Schools that defy the White House’s guidance would face potential loss of funding or federal lawsuits.
The lawsuit brought by Texas and states including Alabama, Georgia, Oklahoma, and Tennessee, targets various federal memos and statements that served as the foundation for the administration’s position that the Title IX of the U.S. Education Amendments of 1972 federal ban on sex discrimination encompasses gender identity discrimination. The administration charges that transgender people should be allowed to use restrooms consistent with their gender identity.
The administration overstepped its authority in issuing the statement in violation of both the Administrative Procedure Act and the Constitution, according to the states challenging the guidance.
A nearly identical lawsuit challenging the White House’s policy was filed recently by the state of Nebraska. That lawsuit was joined by Arkansas, Kansas, Michigan, Montana, North Dakota, Ohio, South Carolina, South Dakota, and Wyoming.
U.S. District Judge Reed O’Connor wrote that the administration failed to engage in the proper administrative rule making process when directing schools to not discriminate against transgender students in access to restrooms and facilities.
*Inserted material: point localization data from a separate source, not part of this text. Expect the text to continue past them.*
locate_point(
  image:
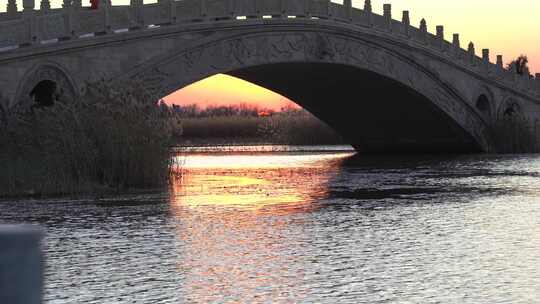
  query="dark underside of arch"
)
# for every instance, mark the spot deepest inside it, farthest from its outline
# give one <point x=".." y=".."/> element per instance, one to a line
<point x="373" y="113"/>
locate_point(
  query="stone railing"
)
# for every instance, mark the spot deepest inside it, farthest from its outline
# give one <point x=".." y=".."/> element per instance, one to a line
<point x="31" y="27"/>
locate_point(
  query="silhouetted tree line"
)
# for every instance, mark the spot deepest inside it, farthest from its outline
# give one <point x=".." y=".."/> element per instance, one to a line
<point x="195" y="111"/>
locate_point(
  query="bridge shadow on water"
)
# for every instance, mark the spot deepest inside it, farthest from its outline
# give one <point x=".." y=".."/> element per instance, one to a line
<point x="374" y="181"/>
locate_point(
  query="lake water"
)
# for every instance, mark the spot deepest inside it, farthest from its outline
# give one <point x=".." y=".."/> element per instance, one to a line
<point x="302" y="225"/>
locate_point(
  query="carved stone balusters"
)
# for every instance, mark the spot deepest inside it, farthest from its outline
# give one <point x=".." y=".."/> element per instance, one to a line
<point x="107" y="14"/>
<point x="11" y="8"/>
<point x="406" y="20"/>
<point x="387" y="13"/>
<point x="456" y="45"/>
<point x="203" y="9"/>
<point x="347" y="4"/>
<point x="29" y="15"/>
<point x="368" y="12"/>
<point x="423" y="30"/>
<point x="485" y="55"/>
<point x="500" y="63"/>
<point x="471" y="53"/>
<point x="440" y="37"/>
<point x="455" y="42"/>
<point x="137" y="21"/>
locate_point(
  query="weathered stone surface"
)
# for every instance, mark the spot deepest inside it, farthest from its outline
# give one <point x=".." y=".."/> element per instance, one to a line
<point x="411" y="90"/>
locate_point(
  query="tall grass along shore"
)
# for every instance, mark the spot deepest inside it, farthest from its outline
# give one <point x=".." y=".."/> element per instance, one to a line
<point x="250" y="125"/>
<point x="113" y="138"/>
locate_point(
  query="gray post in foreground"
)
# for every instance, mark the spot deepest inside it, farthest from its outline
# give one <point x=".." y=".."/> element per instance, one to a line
<point x="21" y="264"/>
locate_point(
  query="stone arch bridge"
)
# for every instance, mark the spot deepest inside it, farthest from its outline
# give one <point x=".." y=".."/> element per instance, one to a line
<point x="384" y="84"/>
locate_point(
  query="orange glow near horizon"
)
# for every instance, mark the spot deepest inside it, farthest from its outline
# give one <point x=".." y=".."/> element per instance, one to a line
<point x="507" y="28"/>
<point x="223" y="89"/>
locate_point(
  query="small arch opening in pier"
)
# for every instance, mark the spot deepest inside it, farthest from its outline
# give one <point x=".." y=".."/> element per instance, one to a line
<point x="483" y="105"/>
<point x="511" y="110"/>
<point x="44" y="94"/>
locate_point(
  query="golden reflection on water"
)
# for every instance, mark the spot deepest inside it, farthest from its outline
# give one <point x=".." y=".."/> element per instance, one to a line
<point x="233" y="213"/>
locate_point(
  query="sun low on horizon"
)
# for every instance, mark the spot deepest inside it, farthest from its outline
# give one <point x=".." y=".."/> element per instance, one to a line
<point x="506" y="28"/>
<point x="222" y="89"/>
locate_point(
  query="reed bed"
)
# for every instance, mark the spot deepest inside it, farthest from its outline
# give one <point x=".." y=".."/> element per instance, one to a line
<point x="113" y="138"/>
<point x="293" y="126"/>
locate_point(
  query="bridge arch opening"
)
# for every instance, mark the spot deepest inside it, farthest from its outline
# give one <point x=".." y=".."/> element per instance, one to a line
<point x="44" y="93"/>
<point x="372" y="112"/>
<point x="223" y="109"/>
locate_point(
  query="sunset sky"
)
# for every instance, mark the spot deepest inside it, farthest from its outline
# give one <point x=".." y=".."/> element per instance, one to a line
<point x="509" y="28"/>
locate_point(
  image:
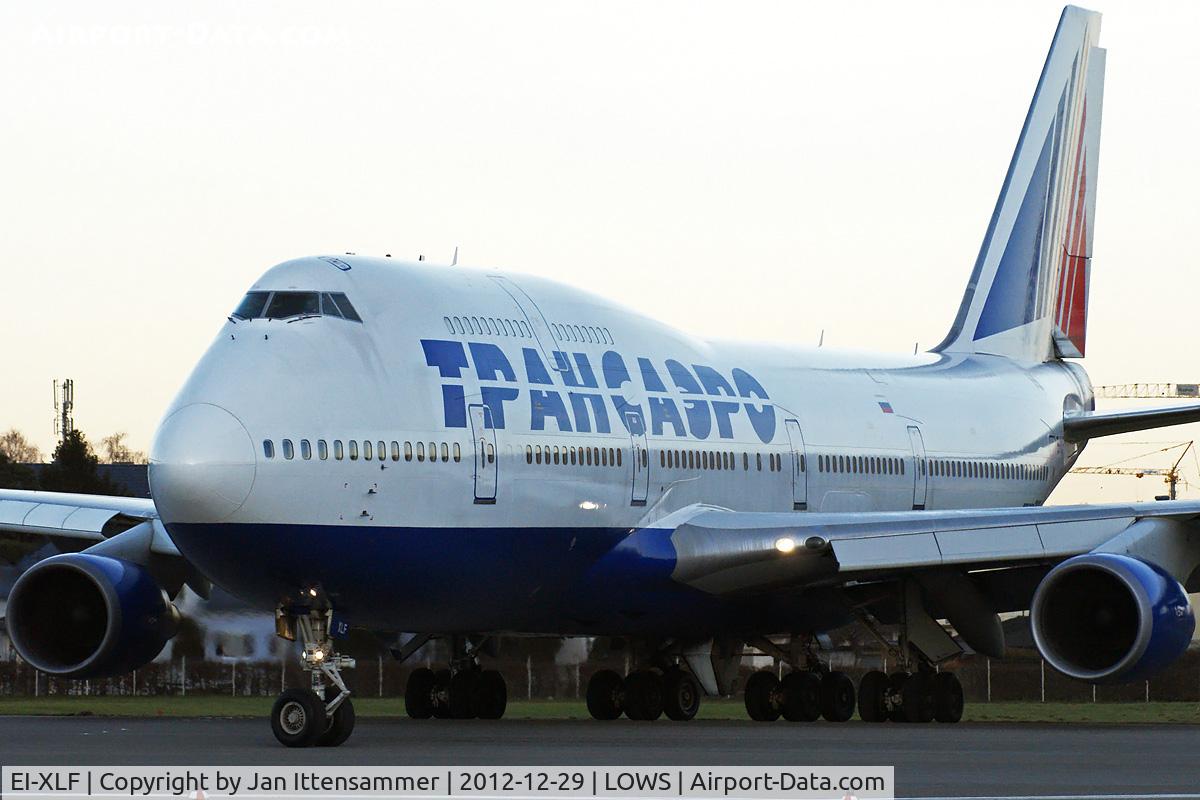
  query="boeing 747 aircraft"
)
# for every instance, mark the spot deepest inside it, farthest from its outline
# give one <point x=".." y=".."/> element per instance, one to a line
<point x="462" y="453"/>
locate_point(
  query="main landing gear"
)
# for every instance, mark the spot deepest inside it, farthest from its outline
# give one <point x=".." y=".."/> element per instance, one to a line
<point x="465" y="691"/>
<point x="802" y="696"/>
<point x="305" y="716"/>
<point x="921" y="696"/>
<point x="643" y="695"/>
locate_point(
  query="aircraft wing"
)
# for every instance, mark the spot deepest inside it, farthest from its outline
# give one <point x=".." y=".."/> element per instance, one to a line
<point x="126" y="528"/>
<point x="724" y="552"/>
<point x="1090" y="425"/>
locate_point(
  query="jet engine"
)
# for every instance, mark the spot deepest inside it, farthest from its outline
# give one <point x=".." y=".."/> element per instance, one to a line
<point x="85" y="615"/>
<point x="1109" y="619"/>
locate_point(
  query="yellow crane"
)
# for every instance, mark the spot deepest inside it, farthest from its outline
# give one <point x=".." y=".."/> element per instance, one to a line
<point x="1170" y="474"/>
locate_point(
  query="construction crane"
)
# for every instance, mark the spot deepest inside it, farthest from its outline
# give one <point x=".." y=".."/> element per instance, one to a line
<point x="1149" y="390"/>
<point x="1170" y="474"/>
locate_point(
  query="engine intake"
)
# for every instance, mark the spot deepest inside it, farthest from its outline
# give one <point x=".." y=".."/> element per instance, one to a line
<point x="1110" y="618"/>
<point x="83" y="615"/>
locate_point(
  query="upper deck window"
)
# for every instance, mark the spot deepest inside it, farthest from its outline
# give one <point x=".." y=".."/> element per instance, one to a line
<point x="291" y="305"/>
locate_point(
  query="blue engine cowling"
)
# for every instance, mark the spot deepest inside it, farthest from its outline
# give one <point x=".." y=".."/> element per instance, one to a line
<point x="1109" y="619"/>
<point x="82" y="615"/>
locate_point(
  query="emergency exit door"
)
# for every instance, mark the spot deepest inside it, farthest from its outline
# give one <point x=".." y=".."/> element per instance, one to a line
<point x="484" y="435"/>
<point x="640" y="457"/>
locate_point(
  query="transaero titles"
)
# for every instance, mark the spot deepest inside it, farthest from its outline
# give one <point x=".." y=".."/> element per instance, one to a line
<point x="711" y="401"/>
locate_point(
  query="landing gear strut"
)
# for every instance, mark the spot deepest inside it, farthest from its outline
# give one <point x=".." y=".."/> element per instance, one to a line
<point x="306" y="716"/>
<point x="465" y="691"/>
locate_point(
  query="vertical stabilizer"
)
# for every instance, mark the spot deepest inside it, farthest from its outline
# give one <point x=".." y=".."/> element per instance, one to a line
<point x="1027" y="295"/>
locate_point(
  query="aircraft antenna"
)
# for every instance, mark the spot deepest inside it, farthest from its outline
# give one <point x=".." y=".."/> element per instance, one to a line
<point x="64" y="407"/>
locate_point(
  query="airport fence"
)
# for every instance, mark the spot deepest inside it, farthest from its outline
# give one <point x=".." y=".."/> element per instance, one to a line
<point x="1017" y="679"/>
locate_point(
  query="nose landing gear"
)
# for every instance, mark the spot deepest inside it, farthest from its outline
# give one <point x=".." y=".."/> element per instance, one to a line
<point x="465" y="691"/>
<point x="301" y="716"/>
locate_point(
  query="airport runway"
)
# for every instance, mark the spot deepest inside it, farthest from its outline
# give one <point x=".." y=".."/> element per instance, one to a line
<point x="930" y="761"/>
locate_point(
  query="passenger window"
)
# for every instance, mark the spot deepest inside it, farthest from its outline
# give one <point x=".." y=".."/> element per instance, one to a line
<point x="251" y="306"/>
<point x="343" y="302"/>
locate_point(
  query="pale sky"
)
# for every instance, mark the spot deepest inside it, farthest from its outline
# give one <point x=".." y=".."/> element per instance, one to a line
<point x="741" y="169"/>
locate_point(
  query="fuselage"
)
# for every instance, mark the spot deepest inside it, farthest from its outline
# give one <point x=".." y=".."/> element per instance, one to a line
<point x="462" y="455"/>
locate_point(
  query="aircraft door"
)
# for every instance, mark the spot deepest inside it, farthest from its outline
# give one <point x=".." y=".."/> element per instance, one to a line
<point x="919" y="471"/>
<point x="484" y="437"/>
<point x="799" y="465"/>
<point x="640" y="457"/>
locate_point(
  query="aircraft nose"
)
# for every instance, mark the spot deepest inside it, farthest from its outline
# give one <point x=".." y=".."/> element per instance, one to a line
<point x="202" y="464"/>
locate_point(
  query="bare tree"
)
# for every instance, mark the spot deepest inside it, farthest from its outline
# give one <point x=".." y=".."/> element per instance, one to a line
<point x="114" y="450"/>
<point x="18" y="449"/>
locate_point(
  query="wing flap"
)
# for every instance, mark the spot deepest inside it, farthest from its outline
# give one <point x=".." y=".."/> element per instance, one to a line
<point x="724" y="552"/>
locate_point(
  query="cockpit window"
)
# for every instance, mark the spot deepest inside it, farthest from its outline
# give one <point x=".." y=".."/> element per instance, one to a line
<point x="343" y="302"/>
<point x="289" y="305"/>
<point x="328" y="306"/>
<point x="252" y="305"/>
<point x="292" y="304"/>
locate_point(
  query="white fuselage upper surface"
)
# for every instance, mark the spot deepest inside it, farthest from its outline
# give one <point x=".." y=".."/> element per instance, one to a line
<point x="989" y="428"/>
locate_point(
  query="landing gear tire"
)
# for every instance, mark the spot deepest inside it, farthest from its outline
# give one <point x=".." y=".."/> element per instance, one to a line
<point x="802" y="696"/>
<point x="490" y="695"/>
<point x="897" y="681"/>
<point x="837" y="697"/>
<point x="442" y="695"/>
<point x="462" y="692"/>
<point x="762" y="697"/>
<point x="947" y="697"/>
<point x="873" y="697"/>
<point x="681" y="695"/>
<point x="419" y="693"/>
<point x="298" y="717"/>
<point x="340" y="726"/>
<point x="643" y="696"/>
<point x="605" y="695"/>
<point x="917" y="698"/>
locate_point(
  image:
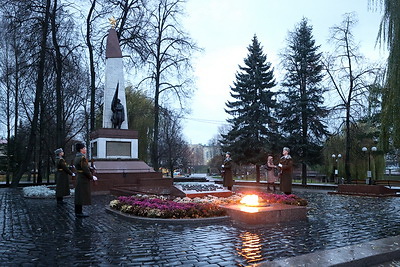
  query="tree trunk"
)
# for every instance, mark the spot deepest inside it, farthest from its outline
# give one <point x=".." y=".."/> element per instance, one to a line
<point x="258" y="175"/>
<point x="92" y="69"/>
<point x="38" y="96"/>
<point x="58" y="67"/>
<point x="348" y="141"/>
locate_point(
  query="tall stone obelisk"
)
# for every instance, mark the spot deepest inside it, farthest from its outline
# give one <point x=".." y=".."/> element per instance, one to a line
<point x="114" y="147"/>
<point x="114" y="77"/>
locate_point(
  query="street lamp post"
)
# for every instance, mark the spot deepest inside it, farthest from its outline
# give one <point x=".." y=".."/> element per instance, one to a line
<point x="335" y="166"/>
<point x="369" y="173"/>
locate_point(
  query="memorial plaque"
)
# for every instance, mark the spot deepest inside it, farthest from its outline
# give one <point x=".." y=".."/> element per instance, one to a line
<point x="94" y="149"/>
<point x="115" y="149"/>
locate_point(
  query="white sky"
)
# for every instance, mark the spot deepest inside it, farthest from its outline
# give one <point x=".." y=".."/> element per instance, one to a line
<point x="225" y="28"/>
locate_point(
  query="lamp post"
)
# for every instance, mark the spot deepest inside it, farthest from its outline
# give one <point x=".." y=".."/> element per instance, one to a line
<point x="335" y="166"/>
<point x="369" y="173"/>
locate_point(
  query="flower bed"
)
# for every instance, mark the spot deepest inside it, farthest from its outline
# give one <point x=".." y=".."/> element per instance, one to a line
<point x="183" y="208"/>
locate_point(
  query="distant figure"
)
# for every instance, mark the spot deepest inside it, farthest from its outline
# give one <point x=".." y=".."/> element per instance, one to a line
<point x="286" y="171"/>
<point x="62" y="176"/>
<point x="118" y="111"/>
<point x="82" y="189"/>
<point x="227" y="171"/>
<point x="271" y="168"/>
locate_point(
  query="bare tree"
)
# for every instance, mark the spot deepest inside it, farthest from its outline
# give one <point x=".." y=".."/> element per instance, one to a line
<point x="174" y="150"/>
<point x="169" y="50"/>
<point x="349" y="77"/>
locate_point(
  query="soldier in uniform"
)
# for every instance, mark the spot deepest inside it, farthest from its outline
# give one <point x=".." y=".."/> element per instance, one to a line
<point x="286" y="171"/>
<point x="227" y="171"/>
<point x="83" y="187"/>
<point x="62" y="176"/>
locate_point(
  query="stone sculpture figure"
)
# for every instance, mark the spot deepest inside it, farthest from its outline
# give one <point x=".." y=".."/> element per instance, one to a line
<point x="118" y="111"/>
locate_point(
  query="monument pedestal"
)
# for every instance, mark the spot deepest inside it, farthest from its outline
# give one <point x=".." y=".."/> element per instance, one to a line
<point x="115" y="155"/>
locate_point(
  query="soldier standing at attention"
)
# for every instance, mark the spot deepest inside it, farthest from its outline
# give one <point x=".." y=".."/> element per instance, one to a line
<point x="227" y="168"/>
<point x="83" y="194"/>
<point x="62" y="178"/>
<point x="286" y="175"/>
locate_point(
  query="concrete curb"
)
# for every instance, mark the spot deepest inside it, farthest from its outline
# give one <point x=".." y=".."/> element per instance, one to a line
<point x="364" y="254"/>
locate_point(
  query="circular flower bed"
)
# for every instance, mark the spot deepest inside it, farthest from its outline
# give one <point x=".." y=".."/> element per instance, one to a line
<point x="153" y="206"/>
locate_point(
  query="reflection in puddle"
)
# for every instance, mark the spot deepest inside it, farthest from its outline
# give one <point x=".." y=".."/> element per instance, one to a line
<point x="251" y="247"/>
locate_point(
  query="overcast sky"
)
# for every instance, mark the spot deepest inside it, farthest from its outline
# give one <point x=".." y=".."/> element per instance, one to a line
<point x="224" y="29"/>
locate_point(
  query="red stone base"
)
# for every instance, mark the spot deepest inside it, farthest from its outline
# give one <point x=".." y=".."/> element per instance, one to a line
<point x="275" y="213"/>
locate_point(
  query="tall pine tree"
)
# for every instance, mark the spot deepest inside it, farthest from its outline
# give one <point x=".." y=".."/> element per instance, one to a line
<point x="253" y="126"/>
<point x="302" y="111"/>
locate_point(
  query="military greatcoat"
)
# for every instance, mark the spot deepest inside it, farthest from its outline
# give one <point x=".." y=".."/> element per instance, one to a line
<point x="286" y="174"/>
<point x="228" y="176"/>
<point x="84" y="176"/>
<point x="62" y="178"/>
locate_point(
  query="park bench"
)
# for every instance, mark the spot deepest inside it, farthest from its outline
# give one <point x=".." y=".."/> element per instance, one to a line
<point x="388" y="183"/>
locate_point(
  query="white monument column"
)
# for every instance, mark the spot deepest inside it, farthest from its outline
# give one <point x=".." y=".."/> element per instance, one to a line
<point x="114" y="75"/>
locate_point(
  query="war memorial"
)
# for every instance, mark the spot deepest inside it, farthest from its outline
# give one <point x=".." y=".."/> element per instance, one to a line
<point x="340" y="226"/>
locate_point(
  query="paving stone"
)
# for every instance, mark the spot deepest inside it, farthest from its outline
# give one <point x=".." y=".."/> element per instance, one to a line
<point x="37" y="232"/>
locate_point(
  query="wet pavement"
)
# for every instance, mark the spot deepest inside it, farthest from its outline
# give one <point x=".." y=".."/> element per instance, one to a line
<point x="37" y="232"/>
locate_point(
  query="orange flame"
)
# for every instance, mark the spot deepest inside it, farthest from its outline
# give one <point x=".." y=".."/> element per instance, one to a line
<point x="250" y="200"/>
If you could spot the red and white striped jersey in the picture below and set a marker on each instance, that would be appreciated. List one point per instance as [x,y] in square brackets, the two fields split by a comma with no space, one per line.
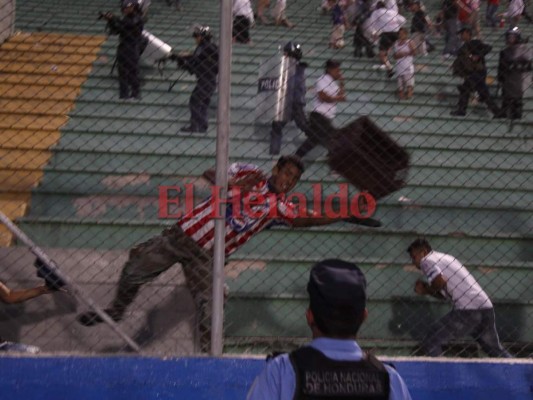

The ruling, O’Connor wrote, was not a decision on the merits of the administration’s policy, but rather whether it followed the correct procedure in crafting it.
“This case presents the difficult issue of balancing the protection of students’ rights and that of personal privacy when using school bathrooms, locker rooms, showers, and other intimate facilities, while ensuring that no student is unnecessarily marginalized while attending school,” O’Connor said in his ruling. “The resolution of this difficult policy issue is not, however, the subject of this order.”
Sunday’s ruling comes shortly after the Supreme Court put on hold a federal appeals court ruling ordering a Virginia county school board to allow a transgender student access to the restroom that aligned with his gender identity.